Rich man, poor man
My kids used to go to a wonderful little private school. It was a stretch to afford it, but I felt the benefits outweighed the burden. Then the tuition went up, and up, and up. So we left. The wonderful little private school is now precisely like all the other private schools in our area, in that it has two classes of students: rich kids and kids on financial aid. (We joke that the students are made up of the kids of the investment bankers and the kids of their chauffeurs.) The middle income families have gone into the public schools.
The political scene has seen the same shift. One hundred years ago, Republicans were rich and Democrats were not. That started changing with the Roosevelt Democrats. The change is now complete. As John at Power Line points out in a post about Democratic efforts to shut down Republican 527s:
Most rich people who care about politics are on the Left, and the Democrats have also mastered internet fundraising better than the Republicans. As a result, it is a given, for the foreseeable future, that in every important race the Democrats will have more money than the Republicans.
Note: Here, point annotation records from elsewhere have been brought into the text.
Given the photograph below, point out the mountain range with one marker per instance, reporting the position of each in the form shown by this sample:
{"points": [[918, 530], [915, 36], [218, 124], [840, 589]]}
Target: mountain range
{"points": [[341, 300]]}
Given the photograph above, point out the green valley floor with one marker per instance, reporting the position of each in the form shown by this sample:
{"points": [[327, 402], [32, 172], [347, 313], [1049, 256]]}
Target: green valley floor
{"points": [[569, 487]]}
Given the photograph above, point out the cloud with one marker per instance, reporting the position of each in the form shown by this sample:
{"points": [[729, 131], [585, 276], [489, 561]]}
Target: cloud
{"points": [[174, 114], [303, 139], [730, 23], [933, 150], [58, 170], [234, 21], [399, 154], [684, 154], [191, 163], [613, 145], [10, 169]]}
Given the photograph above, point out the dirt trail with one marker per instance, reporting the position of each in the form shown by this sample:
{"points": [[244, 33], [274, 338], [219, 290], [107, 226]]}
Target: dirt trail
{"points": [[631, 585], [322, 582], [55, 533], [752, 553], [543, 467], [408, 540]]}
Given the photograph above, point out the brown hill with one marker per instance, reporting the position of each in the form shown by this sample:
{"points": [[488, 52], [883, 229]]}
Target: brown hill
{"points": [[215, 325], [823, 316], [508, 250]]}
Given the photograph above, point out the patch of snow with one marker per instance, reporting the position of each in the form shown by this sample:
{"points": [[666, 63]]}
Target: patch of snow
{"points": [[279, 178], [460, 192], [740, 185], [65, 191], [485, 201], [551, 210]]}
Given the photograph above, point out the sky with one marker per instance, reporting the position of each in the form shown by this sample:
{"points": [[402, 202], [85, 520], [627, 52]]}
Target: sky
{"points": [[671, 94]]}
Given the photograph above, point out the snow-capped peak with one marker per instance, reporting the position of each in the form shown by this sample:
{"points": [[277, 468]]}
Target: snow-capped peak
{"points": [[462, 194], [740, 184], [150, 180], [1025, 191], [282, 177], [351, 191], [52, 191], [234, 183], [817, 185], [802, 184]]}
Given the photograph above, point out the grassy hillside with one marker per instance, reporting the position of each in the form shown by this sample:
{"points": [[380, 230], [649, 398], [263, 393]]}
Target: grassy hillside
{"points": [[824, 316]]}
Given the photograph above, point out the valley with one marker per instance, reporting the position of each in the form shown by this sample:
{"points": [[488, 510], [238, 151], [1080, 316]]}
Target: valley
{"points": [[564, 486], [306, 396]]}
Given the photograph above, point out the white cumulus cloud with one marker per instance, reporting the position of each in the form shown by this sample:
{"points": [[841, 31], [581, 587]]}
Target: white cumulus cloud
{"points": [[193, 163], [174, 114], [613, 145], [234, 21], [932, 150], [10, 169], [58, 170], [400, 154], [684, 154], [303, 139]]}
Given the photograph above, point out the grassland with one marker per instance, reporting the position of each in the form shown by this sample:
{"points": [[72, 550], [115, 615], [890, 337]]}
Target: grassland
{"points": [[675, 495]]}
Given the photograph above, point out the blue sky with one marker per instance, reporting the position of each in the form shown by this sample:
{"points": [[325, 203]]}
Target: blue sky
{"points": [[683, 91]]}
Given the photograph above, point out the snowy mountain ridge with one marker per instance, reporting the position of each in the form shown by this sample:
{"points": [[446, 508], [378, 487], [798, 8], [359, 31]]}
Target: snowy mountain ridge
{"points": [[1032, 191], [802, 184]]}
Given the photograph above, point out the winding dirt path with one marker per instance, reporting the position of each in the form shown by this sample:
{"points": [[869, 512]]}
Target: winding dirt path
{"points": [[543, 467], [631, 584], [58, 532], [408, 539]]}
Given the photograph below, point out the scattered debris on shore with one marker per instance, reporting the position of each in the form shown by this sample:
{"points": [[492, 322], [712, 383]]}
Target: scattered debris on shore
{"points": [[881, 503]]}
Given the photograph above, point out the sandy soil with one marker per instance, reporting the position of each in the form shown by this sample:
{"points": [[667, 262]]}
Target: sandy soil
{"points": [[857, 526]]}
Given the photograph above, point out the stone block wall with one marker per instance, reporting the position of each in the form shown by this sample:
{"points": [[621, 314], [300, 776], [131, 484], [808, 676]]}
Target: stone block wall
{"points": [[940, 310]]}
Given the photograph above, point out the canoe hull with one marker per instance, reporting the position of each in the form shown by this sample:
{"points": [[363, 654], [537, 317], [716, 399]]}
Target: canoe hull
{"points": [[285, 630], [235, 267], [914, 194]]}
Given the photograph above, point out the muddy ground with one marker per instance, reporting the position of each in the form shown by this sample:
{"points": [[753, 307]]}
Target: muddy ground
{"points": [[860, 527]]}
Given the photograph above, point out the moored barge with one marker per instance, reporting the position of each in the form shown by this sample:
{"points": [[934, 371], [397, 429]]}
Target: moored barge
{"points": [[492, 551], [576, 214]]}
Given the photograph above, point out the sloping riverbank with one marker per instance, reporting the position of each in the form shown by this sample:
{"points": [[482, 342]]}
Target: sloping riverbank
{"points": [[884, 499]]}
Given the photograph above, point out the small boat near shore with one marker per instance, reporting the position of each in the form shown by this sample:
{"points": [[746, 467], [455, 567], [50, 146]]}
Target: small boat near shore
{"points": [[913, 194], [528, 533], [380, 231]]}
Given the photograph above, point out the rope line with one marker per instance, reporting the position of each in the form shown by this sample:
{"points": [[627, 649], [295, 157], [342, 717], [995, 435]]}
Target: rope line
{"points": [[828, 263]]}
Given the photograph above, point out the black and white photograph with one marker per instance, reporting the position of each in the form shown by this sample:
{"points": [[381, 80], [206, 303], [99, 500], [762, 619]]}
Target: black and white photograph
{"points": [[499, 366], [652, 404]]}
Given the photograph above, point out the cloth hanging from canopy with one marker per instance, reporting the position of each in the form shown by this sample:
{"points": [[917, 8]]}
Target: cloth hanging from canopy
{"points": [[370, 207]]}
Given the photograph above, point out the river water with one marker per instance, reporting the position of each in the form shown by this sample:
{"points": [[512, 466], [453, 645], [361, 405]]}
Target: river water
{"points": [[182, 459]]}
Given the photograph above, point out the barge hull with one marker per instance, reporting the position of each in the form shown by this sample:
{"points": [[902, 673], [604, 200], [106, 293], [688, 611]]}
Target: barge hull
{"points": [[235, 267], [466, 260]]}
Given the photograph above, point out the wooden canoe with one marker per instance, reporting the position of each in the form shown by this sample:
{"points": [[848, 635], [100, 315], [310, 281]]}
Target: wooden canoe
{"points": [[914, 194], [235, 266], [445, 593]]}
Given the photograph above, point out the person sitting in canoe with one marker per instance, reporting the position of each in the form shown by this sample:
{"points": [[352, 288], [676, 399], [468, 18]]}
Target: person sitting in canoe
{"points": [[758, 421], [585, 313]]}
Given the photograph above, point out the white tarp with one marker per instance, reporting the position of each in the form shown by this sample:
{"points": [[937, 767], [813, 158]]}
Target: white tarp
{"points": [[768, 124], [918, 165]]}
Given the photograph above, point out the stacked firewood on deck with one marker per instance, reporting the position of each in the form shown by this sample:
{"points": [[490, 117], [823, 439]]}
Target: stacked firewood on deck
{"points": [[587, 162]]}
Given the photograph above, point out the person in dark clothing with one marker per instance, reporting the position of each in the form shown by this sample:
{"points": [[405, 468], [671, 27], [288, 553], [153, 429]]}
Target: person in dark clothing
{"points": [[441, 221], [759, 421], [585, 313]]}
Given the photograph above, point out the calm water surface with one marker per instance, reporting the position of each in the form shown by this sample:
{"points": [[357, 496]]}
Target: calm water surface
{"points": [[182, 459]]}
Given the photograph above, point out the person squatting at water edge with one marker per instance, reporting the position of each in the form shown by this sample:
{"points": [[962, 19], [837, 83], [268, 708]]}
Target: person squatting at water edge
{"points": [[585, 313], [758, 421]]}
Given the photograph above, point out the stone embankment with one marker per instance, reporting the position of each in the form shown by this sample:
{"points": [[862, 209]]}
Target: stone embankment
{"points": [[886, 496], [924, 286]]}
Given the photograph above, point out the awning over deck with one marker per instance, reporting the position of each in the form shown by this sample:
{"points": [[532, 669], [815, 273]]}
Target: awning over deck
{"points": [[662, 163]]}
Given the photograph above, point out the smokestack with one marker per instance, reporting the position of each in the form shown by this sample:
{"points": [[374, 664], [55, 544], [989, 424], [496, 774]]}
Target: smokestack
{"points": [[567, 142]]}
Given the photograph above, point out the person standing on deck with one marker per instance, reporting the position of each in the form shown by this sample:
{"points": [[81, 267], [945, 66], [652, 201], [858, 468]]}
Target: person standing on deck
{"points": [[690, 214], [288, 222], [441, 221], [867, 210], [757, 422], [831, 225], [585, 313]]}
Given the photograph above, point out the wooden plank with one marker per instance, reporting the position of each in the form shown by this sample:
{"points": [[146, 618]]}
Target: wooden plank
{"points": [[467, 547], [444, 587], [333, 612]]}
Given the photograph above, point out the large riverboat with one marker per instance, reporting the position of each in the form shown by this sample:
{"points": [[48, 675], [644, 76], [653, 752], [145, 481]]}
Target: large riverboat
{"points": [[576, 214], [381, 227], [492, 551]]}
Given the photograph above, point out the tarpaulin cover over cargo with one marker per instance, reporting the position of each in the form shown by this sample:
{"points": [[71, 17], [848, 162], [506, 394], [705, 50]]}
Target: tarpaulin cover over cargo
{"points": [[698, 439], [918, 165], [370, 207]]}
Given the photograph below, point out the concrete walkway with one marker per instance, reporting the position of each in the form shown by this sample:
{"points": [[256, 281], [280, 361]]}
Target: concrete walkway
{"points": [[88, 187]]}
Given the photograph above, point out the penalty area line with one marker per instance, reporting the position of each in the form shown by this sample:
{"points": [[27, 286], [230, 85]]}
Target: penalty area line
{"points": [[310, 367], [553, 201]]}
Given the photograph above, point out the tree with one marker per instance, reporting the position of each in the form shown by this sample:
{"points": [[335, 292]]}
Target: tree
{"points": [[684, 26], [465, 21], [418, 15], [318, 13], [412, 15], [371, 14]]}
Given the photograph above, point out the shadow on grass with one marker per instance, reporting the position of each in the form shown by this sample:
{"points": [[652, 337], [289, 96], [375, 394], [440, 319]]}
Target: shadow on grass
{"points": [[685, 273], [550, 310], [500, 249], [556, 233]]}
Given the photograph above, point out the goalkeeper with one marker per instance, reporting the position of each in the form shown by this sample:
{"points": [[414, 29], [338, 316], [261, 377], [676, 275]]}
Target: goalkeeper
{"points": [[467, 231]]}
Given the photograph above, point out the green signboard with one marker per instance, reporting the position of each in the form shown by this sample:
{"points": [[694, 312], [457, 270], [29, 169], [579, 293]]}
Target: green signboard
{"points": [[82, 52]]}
Just as the private schools in my community are for rich kids and their subsidized school mates, so too is the Democratic party for the very, very rich and their downtrodden buddies in select urban areas. The middle income families (and those shading high and shading low in that middle, too), have gone to the Republicans or, sadly, collapsed into complete political inertia.
The question remaining is whether, just as more money in the home buys the better quality private schools, more money in the political arena will guarantee the rich party a numerical advantage at the polls.